Introduction to Deep Learning with PyTorch
Chapter 7: Building and Training a simple Classification Model
Getting Dataset
Loading Dataset
Before doing anything, we need to get the MNIST dataset, and the corresponding labels:
import torch
import torchvision
import torchvision.transforms as transforms
def load_training_dataset():
"""
Returns:
dataset_images (torch.Tensor): single tensor with all images in training dataset: of size (N_dataset, 1, 28, 28)
dataset_labels (torch.Tensor): single tensor with all labels for training dataset: of size (N_dataset,)
"""
# ------------------------------------------------------------------------
# Initialise the Data Loader:
# YOU DO NOT NEED TO UNDERSTAND THIS FUNCTION
# ------------------------------------------------------------------------
# Define transformation to apply to the images.

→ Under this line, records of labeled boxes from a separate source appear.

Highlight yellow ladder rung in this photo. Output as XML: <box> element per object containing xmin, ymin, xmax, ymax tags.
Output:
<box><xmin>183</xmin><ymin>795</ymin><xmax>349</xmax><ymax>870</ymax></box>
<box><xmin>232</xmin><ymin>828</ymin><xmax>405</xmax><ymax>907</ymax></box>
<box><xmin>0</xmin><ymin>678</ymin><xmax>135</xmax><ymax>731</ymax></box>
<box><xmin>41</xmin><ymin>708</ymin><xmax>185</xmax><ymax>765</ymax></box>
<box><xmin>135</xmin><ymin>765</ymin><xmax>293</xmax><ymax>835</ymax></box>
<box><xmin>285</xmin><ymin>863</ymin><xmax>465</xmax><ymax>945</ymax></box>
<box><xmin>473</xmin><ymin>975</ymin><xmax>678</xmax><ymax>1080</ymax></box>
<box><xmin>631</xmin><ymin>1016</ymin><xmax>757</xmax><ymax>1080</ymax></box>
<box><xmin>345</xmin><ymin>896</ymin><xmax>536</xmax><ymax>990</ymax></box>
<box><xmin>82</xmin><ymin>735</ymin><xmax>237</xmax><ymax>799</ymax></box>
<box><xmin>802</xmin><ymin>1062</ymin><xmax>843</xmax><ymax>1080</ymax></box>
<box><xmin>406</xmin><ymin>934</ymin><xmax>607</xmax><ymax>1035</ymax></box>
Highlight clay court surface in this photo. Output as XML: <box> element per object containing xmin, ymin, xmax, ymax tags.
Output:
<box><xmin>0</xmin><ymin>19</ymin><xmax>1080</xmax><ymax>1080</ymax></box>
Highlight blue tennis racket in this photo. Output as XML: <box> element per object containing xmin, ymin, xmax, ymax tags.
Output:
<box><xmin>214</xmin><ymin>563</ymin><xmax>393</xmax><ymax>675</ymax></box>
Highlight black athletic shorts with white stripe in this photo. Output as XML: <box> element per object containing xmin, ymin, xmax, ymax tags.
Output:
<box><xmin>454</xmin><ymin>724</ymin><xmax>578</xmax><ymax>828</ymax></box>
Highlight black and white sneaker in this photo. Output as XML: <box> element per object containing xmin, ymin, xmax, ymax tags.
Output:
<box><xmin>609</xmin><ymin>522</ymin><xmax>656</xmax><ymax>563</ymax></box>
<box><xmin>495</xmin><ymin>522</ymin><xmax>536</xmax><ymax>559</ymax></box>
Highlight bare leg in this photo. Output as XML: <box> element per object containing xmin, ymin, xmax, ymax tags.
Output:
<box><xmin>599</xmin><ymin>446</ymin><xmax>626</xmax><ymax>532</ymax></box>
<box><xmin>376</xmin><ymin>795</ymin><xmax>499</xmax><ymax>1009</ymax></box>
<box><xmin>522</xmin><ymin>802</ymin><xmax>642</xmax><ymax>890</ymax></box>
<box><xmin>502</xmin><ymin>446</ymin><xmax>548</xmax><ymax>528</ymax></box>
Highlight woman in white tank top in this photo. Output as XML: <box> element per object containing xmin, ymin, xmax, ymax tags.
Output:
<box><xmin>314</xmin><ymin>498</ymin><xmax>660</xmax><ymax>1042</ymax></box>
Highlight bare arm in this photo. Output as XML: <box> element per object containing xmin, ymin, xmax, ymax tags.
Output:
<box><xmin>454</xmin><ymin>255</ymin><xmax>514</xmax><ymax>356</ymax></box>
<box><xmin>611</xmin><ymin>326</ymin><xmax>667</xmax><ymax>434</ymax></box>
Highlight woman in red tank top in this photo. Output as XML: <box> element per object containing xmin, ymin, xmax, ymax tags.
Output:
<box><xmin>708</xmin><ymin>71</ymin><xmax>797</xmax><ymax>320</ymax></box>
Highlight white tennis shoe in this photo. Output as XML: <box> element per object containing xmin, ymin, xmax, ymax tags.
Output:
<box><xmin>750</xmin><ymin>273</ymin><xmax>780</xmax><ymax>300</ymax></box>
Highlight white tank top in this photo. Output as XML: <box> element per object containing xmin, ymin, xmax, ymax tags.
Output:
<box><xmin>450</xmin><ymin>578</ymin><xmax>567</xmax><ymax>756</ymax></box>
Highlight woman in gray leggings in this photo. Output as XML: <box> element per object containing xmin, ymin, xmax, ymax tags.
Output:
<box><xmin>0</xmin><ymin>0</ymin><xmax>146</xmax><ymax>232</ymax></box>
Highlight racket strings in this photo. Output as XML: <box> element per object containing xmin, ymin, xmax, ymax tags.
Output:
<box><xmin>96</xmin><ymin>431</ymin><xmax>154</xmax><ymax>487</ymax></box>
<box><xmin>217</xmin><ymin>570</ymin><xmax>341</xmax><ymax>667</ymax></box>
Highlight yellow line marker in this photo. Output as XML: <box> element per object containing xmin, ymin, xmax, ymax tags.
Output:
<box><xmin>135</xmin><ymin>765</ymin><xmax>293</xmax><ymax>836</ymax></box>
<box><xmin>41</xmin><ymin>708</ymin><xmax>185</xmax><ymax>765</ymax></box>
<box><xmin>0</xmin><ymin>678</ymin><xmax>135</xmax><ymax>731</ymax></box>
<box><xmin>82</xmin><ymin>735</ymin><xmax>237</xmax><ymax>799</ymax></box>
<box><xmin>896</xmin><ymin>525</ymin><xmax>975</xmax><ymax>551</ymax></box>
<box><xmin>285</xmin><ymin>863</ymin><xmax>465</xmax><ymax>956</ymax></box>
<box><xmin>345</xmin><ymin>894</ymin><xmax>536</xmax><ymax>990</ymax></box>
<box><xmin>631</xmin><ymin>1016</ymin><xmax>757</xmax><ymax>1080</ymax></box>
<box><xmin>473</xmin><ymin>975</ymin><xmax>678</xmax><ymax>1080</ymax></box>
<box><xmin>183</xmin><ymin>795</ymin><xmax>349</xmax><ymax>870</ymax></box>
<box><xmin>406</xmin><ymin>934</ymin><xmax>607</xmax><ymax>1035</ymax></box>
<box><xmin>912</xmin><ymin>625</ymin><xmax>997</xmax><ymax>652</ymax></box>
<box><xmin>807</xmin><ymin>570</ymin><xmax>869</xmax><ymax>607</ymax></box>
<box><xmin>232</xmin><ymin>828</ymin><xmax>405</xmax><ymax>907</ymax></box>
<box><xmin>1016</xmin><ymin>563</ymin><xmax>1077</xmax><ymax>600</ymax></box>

In our case:
# - transforms.ToTensor() -> Convert a PIL Image or numpy.ndarray to tensor
# - transforms.Normalize((0.5), (0.5)) -> normalise the data to get a distribution of mean 0.5 and standard deviation 0.5
transform = transforms.Compose(
[transforms.ToTensor(),
transforms.Normalize((0.5), (0.5))])
# Load training set
trainset = torchvision.datasets.MNIST(root='./data', train=True, download=True, transform=transform)
# Create loader for manipulating the training set easily (more information about that part in the following section)
trainloader = torch.utils.data.DataLoader(trainset, batch_size=len(trainset), shuffle=True, num_workers=2)
# Printing different classes (in our case: the digits we are trying to recognise)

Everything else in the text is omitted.